In load data, CSV row contains invalid quote char and results are invalid

classic Classic list List threaded Threaded
2 messages Options
Reply | Threaded
Open this post in threaded view
|

In load data, CSV row contains invalid quote char and results are invalid

Harmeet Singh
Hi Team,

I am trying to load the CSV fie, which contains invalid quote char. But in the results the row is inserted and values are mix with next row without any waring and error.

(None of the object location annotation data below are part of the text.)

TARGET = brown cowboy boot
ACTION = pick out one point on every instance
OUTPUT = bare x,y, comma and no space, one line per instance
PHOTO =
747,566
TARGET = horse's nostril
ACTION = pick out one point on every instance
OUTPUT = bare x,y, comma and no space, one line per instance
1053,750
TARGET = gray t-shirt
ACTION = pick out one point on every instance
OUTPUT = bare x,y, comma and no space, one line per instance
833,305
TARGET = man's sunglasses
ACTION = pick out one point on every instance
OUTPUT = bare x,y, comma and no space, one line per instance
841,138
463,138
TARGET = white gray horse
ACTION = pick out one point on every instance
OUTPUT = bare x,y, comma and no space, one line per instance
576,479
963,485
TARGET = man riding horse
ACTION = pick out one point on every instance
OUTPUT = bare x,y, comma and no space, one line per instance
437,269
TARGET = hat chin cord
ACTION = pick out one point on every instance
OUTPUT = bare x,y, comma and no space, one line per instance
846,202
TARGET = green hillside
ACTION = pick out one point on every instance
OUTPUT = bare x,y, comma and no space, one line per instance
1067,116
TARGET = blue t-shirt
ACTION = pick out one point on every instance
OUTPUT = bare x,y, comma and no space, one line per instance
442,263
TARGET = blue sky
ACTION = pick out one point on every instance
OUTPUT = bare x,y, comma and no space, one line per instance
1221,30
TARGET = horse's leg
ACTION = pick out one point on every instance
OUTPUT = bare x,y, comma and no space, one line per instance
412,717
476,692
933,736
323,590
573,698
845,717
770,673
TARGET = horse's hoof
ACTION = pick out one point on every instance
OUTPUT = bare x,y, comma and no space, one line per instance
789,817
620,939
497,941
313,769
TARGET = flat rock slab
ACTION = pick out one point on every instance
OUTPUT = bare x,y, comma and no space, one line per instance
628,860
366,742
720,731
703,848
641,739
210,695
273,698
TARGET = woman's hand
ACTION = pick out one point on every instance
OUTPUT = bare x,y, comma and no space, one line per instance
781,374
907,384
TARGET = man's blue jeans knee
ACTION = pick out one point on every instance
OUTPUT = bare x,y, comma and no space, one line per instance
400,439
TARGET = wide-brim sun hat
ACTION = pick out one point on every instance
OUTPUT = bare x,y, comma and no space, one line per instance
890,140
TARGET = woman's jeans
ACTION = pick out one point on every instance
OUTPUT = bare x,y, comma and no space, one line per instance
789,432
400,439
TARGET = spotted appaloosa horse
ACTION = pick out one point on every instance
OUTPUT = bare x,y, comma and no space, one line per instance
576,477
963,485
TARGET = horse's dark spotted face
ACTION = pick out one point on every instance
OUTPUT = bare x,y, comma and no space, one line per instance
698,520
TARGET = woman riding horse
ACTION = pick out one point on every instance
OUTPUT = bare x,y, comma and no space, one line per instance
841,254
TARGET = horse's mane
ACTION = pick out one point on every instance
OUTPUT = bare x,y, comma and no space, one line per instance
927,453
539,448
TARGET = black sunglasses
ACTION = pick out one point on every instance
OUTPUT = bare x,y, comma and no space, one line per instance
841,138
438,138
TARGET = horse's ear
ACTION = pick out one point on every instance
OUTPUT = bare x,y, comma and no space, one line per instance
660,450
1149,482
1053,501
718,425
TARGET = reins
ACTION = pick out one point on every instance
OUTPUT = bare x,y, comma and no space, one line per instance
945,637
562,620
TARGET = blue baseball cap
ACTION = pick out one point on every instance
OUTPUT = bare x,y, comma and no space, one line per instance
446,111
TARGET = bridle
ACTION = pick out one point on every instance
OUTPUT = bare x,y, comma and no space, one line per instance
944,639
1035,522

Following are the details:

CSV File:

name, description, salary, age, dob
tammy,$my name$,$900000$,22,19/10/2019
tammy1,$delhi$,$32345%,22,19/10/2019
tammy2,$banglore$,$543$,$44$,19/10/2019
tammy3,$city$,$343$,$22$,12/10/2019
tammy4,$punjab$,$23423$,$55$,19/10/2019

In CSV row 2 contains invalid quote char.

Table :

create table one (name string, description string, salary double, age int, dob timestamp) stored by 'carbondata';

Load data:

load data local inpath 'hdfs://localhost:54310/home/harmeet/dollarquote3.csv' into table one OPTIONS('QUOTECHAR'="$");

Actual Results:

+---------+--------------+-------+-----------+------+--+
|  name   | description  |  dob  |  salary   | age  |
+---------+--------------+-------+-----------+------+--+
| tammy   | my name      | NULL  | 900000.0  | 22   |
| tammy1  | delhi        | NULL  | NULL      | 543  |
| tammy3  | city         | NULL  | 343.0     | 22   |
| tammy4  | punjab       | NULL  | 23423.0   | 55   |
+---------+--------------+-------+-----------+------+--+

In the result the tammy1 value contains salary of tammy2 record.

Expected Result:

May be an error while reading invalid quote char  OR Just ignore the invalid quote char row.
Reply | Threaded
Open this post in threaded view
|

Re: In load data, CSV row contains invalid quote char and results are invalid

bill.zhou
hi Singh

   quotechar in the csv should be in pairs. like
name, description, salary, age, dob
tammy,$my name$,$900000$,22,19/10/2019
tammy1,$delhi$,$32345%$,22,19/10/2019
tammy2,$banglore$,$543$,$44$,19/10/2019
tammy3,$city$,$343$,$22$,12/10/2019
tammy4,$punjab$,$23423$,$55$,19/10/2019

Harmeet Singh wrote
Hi Team,

I am trying to load the CSV fie, which contains invalid quote char. But in the results the row is inserted and values are mix with next row without any waring and error. Following are the details:

CSV File:

name, description, salary, age, dob
tammy,$my name$,$900000$,22,19/10/2019
tammy1,$delhi$,$32345%,22,19/10/2019
tammy2,$banglore$,$543$,$44$,19/10/2019
tammy3,$city$,$343$,$22$,12/10/2019
tammy4,$punjab$,$23423$,$55$,19/10/2019

In CSV row 2 contains invalid quote char.

Table :

create table one (name string, description string, salary double, age int, dob timestamp) stored by 'carbondata';

Load data:

load data local inpath 'hdfs://localhost:54310/home/harmeet/dollarquote3.csv' into table one OPTIONS('QUOTECHAR'="$");

Actual Results:

+---------+--------------+-------+-----------+------+--+
|  name   | description  |  dob  |  salary   | age  |
+---------+--------------+-------+-----------+------+--+
| tammy   | my name      | NULL  | 900000.0  | 22   |
| tammy1  | delhi        | NULL  | NULL      | 543  |
| tammy3  | city         | NULL  | 343.0     | 22   |
| tammy4  | punjab       | NULL  | 23423.0   | 55   |
+---------+--------------+-------+-----------+------+--+

In the result the tammy1 value contains salary of tammy2 record.

Expected Result:

May be an error while reading invalid quote char  OR Just ignore the invalid quote char row.